Comme signalé plus haut, le marché primaire reste inondé de tranches supplémentaires, surtout de la part de la BEI. Grâce à l’évolution favorable des taux d’intérêt, leurs conditions sont plus que convenables. Ce qui ne signifie pas qu’on ne trouve pas mieux sur le marché secondaire, comme le démontrent les alternatives proposées. La nouvelle tranche en lire turque (TRY) conviendra à quiconque ayant une perte de change à recouvrer. Vous trouverez cependant encore mieux sur le marché secondaire. Plus le cours est faible, plus important sera le matelas couvrant le risque de change, donc plus efficace en sera la récupération.
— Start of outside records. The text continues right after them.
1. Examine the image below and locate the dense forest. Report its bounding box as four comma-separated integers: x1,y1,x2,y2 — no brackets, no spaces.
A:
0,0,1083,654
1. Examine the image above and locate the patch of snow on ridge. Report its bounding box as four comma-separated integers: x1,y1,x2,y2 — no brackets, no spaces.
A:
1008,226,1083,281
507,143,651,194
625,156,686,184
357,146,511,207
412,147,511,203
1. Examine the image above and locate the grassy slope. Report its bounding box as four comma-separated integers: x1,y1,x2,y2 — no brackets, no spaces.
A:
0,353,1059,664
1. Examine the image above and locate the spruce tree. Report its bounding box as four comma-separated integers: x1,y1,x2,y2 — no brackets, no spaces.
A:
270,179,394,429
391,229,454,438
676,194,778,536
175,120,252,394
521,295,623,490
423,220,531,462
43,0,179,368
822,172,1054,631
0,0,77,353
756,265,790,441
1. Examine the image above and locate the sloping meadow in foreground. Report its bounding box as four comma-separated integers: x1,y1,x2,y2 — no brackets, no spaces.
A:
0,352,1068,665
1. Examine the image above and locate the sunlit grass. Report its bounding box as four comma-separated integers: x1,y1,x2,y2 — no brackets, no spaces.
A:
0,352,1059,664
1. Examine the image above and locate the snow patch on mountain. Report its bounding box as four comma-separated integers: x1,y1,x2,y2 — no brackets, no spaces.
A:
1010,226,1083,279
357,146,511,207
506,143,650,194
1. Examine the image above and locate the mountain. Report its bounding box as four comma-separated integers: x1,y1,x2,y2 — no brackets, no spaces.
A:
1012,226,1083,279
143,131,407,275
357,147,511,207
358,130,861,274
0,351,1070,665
Notez qu’il y a des jours d’intérêt à compenser lors de la souscription à l’une de ces tranches complémentaires. Dans l’ordre d’apparition dans le tableau : 140 jours pour la tranche en réal brésilien (BRL), 126 pour celle en dollar canadien (CAD), 187 pour celle en GBP, 48 pour celle en couronne suédoise (SEK), 310 pour celle en TRY, 134 pour celle en rand sud-africain (ZAR; 7,5%) et 233 pour l’autre en ZAR (6%). Cette dernière est la moins intéressante de la série.

Le producteur italien de matériaux de construction Officine Maccaferri (B2) fait son entrée sur le marché international. Son émission à 7 ans rapporte 4,6% de plus que la moyenne du marché, ce qui est conforme aux conditions en vigueur. Le titre n’est malheureusement plus accessible à son prix de souscription. Il s’échange déjà à 102,5% (5,36%) sur le marché gris. Il est en outre remboursable prématurément dès 2017 à 102,875%. Air Liquide (A+) est en revanche chiche. L’émission n’offre que 32 points de base de plus que la moyenne du marché. L’émission de l’assureur français CNP Assurances (BBB) court beaucoup trop longtemps pour être vraiment intéressante. D’autant plus qu’elle est subordonnée, ce qui n’est pas un atout pour les petits porteurs en temps d’incertitudes financières.